Tahta yollar, kamp merkezinden bir çok yöne doğru açılıyordu, yol aşağı ya da yukarı meyillendiğinde de tahta merdivenler oluyordu. Bir yol erkekler tuvaletinde son bulmak üzere yağmur ormanının içine doğru gidiyordu. Sadece yere kazılmış iki çukurdan oluşan bu yere tuvalet demek biraz abartılı olabilir: Biri küçük, diğeri de büyük tuvalet ihtiyacı için. Başka bir yol da yine aynı şekildeki kadınlar tuvaletine gidiyordu. Kil benzeri kırmızı çamuru insan pisliklerini kapatmak için çukura dökmekte kullanılmak üzere uzun sopalar vardı.

Kadınlar, Erkekler ve İşler…
Üçüncü bir yol, kampın mutfağına gidiyordu; mutfak, geniş, yanları açık bir yapıydı, içinde iki ocak ve birçok tencere ve tava vardı. Aşçılar her gün klasik Kolombiya mutfağından oluşan üç öğün yemek hazırlıyorlardı: Çoğunlukla çorba, et, tavuk, pilav, patates, sebzeler ve yukka... Bir öğleden sonra, Terry kadın gerillalarla roportaj yaparken mutfağa gittim ve orada mutfak görevinde bulunan biri kadın, biri erkek iki isyancıyla sohbet ettim.
Onlara yarı soru yarı sohbet gibi “burada gerçekten iyi besleniyor gibi görünüyorsunuz” dedim. Kadın gerilla, “iyi bir zamanda geldin” dedi; “şu anda bolca yiyeceğimiz var, bazen ise yiyecek çok fazla şeyimiz olmuyor. Ne kadar sıklıkta takviye alabileceğimiz hava koşulları ve güvenlik durumuna bağlı. Onlara “her gün siz mi yemek pişiriyorsunuz” diye sordum. Erkek olan “hayır” dedi: “Herkes sırayla yapar. Biz bugünün akşam yemeğini, sonra da yarının kahvaltı ve öğle yemeklerini hazırlayacağız. Sonra başka biri görevi alıp aynısını yapacak.”
“Yani herkes yemek pişiriyor? Erkekler de kadınlar da?” dedim. Kadın gerilla “tabii ki” dedi: “Kampta herkes her şeyi yapar. Erkek ya da kadın olman farketmez. Yemek pişirirsin, kendi elbiselerini yıkarsın, nöbet tutarsın ve devriyeye çıkarsın. Kadınlar ve erkekler için her şey aynıdır.”
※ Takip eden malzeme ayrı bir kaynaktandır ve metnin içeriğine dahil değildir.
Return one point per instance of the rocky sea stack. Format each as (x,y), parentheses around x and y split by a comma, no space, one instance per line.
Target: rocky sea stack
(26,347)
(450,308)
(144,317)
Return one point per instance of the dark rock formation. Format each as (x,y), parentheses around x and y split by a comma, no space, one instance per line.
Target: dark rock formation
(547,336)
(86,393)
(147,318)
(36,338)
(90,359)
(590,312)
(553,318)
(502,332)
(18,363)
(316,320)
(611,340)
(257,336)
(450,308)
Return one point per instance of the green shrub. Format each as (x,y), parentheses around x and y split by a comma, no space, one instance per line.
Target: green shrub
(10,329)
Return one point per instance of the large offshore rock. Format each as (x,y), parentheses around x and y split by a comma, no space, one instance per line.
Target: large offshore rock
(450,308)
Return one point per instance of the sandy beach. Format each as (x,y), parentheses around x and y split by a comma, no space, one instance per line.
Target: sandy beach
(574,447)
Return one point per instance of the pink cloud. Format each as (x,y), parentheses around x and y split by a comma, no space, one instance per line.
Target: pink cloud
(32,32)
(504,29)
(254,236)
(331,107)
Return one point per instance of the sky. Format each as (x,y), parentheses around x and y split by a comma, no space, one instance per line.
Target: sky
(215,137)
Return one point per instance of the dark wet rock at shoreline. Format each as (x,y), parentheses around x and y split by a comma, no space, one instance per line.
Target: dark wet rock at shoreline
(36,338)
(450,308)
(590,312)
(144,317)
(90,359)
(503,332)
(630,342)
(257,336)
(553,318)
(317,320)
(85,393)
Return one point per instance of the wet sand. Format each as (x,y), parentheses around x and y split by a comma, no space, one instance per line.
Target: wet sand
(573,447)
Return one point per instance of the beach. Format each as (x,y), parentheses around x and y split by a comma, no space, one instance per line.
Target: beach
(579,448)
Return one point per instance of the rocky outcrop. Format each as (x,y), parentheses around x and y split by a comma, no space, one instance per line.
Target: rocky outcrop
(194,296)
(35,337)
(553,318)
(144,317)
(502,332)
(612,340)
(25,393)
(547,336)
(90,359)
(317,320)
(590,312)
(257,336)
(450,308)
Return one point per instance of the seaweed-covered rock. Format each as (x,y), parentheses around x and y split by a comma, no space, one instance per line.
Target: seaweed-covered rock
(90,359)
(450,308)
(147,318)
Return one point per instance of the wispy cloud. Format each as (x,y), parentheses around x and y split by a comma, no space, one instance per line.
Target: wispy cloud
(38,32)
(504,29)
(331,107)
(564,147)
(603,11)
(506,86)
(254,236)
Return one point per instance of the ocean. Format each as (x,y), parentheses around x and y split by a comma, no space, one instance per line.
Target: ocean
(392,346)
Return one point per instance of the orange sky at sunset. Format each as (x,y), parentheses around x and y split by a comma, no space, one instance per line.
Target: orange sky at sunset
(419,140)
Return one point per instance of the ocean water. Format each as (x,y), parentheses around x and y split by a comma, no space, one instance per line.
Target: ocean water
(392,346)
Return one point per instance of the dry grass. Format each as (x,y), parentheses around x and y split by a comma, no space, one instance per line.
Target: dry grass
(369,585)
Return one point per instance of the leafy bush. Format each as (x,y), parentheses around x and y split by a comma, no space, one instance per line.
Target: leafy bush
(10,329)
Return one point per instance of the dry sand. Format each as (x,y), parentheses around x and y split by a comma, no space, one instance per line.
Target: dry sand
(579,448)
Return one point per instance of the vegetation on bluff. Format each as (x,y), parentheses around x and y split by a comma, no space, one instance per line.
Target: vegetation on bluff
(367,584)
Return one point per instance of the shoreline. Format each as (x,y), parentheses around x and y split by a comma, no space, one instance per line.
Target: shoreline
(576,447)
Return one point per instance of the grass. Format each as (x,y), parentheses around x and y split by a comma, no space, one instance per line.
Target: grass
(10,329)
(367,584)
Böyle bir eşitliğin FARC’ın felsefesinin bir parçası olduğunu duymuştum ama ne dereceye kadar uygulandığından emin değildim. Hala da ülkedeki diğer FARC kamplarında bunun ne kadar uygulandığını bilmiyorum. Ama bu kamptaki gerillaların cinsiyet eşitliği konusunda etkileyici bir noktaya ulaşmış oldukları açıktı. Bu eşitlik, onların sadece etkinliklerinde ve sözlerinde değil, yasam biçimlerinde de gözle görülür biçimde ortadaydı.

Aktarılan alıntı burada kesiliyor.